After the Washington Redskins had just taken an embarrassing 24-3 beating at the hands of the New York Giants on Sunday, of course Redskins fans would want to hear words of reassurance from the rookie quarterback who has been here for five minutes and had just completed 9 of 17 passes for 107 yards and three interceptions.
“It rains and pours but the sun will eventually shine,” Dwayne Haskins tweeted. “Whatever it takes, that’s my word. More fuel to the fire.”
After the pep talk came a little admonishment for the beleaguered customers of this damaged franchise: “Don’t be a fan later.”
Don’t be a fan later.
With that, Haskins becomes the latest Redskin to throw shade at a once-dedicated fan base that seems to have found something else to do on Sunday afternoons. Many have moved on, and some are not coming back.

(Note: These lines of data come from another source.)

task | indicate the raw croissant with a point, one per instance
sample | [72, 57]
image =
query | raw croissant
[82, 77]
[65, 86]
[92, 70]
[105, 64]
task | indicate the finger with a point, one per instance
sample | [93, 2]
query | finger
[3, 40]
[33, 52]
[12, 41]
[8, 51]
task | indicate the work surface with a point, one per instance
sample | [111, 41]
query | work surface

Those who remain can brush off the rookie’s “warning” as social media foolishness, or, in some cases, twist the logic enough to find something comforting and inspirational in the No. 1 pick’s tone-deafness.
Haskins’ supporters (see ESPN’s Louis Riddick, who appears to be lobbying Redskins owner Dan Snyder for Prince of Darkness Bruce Allen’s job) will either chalk it up to a generational social media gap, or play it down as part of the growing process for a young quarterback.
Everyone will miss the point.
Haskins and his ill-considered tweet represent everything that is wrong with the Washington Redskins.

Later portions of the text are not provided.